BRASILIA - Two months after many countries in the region shut their borders, COVID-19 is still rampant in Latin America, and slum-dwellers, women and girls, people of African descent, and indigenous groups are hardest hit, PAHO chief Carissa Etienne said.

As inequalities are magnified by the lockdowns, the International Labour Organisation and the UN’s Economic Commission for Latin America reported that the pandemic is expected to drive unemployment in the region up 3.4 percent to 11.5 percent – poverty would then be predicted to affect 34.7 percent of the population, with extreme poverty affecting 13 percent, or 83.4 million people.

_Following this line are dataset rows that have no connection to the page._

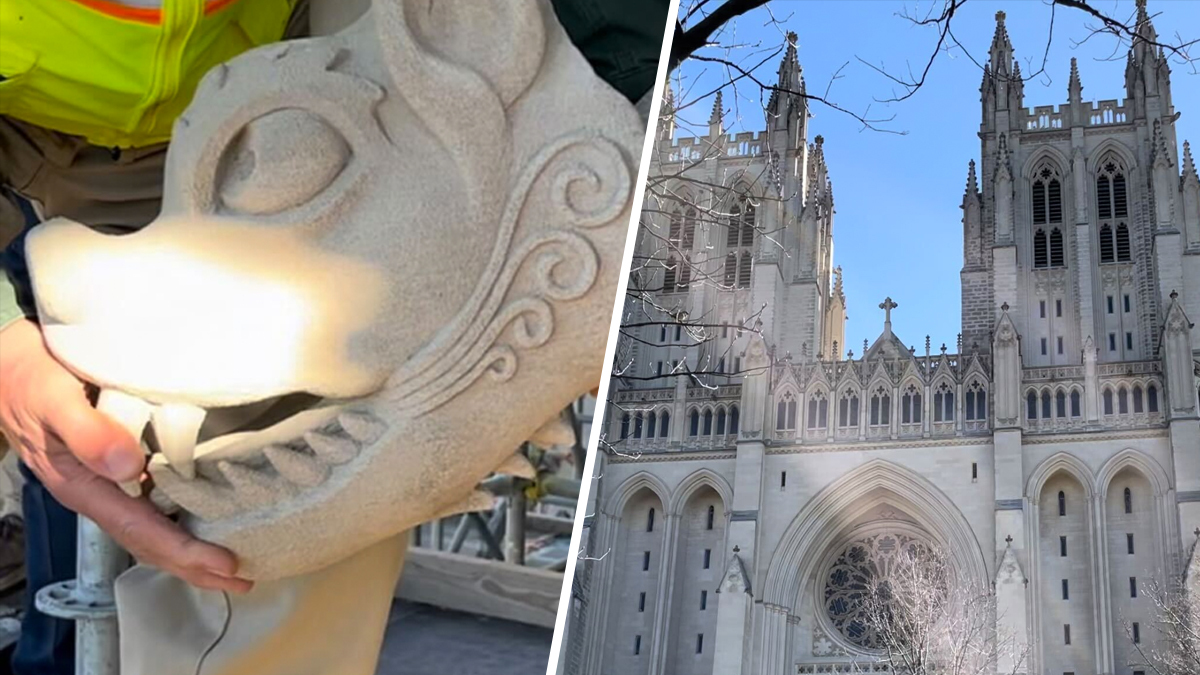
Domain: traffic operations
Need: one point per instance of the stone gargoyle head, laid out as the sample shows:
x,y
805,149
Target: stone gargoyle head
x,y
384,260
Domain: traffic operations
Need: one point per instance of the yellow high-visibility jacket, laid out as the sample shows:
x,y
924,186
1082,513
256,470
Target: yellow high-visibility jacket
x,y
117,73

Brazil, where a second health minister exited in less than one month over disagreements with virus-denying President Jair Bolsonaro, is soon to be second globally in terms of confirmed COVID-19 cases.

In neighbouring Peru, 80 percent of intensive care beds in the capital, Lima – where a third of the population lives – are taken by coronavirus patients, while at least 200,000 out of work people in coastal cities want to return to their hometowns. Indigenous peoples in eight Amazon Basin countries have, meanwhile, appealed to the UN for help. And, frustrated with the growing spread from imported cases, Guatemalan President Alejandro Giammattei blasted US counterpart Donald Trump for deporting infected migrants and asylum seekers.